It is well to analyze why the indiscriminate use of the intellect in philosophy is so full of dangers. In so far as the intellect is enslaved by the illusion of the world-image as an external reality it does not doubt the objective existence of that world-image as a substantial outside world around us. This means that it accepts all the characteristics of our world-image as objective realities--the qualities of matter, the substantiality of objects, the objective reality of time and space, the diversity and separateness of manifested creatures, all these are elements, the objective reality of which is not doubted as long as the mind is enslaved by illusion. When, subject to illusion, never suspecting even its existence, man begins to ask questions concerning the great problems of life it is inevitable that everyone of these questions is asked from the standpoint of the world-image as external reality, that is to say, every question is permeated by that which we have found to be the fundamental illusion of our daily lives. Hence that illusion not only colours every question we thus ask, but is often the very heart of such a question. This means that, unsuspected by us, there enters into the very fabric of our philosophical questions and problems an element of illusion by which these questions become monstrosities, by which they are vitiated, incapable of solution since they are rooted in error.

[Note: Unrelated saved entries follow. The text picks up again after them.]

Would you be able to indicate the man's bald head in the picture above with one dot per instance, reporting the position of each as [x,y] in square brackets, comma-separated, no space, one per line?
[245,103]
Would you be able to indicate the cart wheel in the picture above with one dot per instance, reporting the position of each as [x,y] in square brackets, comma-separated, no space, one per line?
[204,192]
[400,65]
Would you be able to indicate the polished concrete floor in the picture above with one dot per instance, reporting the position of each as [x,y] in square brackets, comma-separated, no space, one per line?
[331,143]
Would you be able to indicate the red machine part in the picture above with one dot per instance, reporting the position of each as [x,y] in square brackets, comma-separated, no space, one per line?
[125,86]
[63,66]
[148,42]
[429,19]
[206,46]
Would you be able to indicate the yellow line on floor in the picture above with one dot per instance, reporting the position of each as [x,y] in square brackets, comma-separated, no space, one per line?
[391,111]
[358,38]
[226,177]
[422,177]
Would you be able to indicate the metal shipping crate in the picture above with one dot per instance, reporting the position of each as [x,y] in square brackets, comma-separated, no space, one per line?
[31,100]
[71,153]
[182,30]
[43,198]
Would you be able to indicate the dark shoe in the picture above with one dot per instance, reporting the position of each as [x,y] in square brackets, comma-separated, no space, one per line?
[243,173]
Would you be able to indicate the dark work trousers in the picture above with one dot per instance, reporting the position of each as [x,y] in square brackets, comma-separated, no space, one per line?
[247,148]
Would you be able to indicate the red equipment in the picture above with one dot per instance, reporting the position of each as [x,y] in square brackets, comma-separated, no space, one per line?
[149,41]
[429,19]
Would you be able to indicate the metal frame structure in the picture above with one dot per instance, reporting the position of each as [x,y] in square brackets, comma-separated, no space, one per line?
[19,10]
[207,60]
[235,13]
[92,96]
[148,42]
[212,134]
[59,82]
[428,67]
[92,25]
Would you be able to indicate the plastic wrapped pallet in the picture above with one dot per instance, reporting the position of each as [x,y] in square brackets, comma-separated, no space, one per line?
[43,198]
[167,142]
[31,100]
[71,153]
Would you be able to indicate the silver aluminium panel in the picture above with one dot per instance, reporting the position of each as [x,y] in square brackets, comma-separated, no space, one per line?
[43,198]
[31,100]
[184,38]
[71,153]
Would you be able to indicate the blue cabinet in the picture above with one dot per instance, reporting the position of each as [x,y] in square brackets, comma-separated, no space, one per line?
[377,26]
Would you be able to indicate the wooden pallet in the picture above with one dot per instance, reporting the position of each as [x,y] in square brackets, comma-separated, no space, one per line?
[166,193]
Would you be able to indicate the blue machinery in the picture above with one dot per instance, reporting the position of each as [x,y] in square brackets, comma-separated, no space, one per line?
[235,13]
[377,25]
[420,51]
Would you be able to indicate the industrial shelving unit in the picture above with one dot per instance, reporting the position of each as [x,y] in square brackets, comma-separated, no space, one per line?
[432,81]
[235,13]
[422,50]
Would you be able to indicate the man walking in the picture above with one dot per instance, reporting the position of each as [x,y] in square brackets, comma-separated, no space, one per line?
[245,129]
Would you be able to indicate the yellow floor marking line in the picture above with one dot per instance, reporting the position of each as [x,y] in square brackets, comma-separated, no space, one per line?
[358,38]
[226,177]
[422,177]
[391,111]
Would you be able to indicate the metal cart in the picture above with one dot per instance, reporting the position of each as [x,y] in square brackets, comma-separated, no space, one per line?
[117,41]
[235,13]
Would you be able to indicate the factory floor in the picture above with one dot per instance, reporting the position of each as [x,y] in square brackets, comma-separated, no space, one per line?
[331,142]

All questions, for instance, which have to so with a beginning of time or a beginning of creation, show in the very nature of the problem they touch the unthinking acceptance of time as an objective reality and are consequently problems about which we may think for many years, but which we can never solve. In fact, if we do claim to have solved such a problem we stand condemned by our own claim. It is the same with regard to the unthinking acceptance of spirit and matter, or self and not-self, as a real duality. Endless theories have been advanced to reconcile these two, either by the elimination of one of them or by a kind of compromise in which both are seen as eternally opposite aspects of one great reality. However clever such solutions may be they one and all are doomed to be wrong, since they unquestioningly accept the problem as it is stated without first investigating whether it is not in itself the product of misconception. We might add many such problems and shall in later chapters have ample opportunity to show examples of such wrong questions which yet form the stock problems of philosophy. But at present it is necessary to see why the intellect is insufficient as a philosophical method and approach to truth.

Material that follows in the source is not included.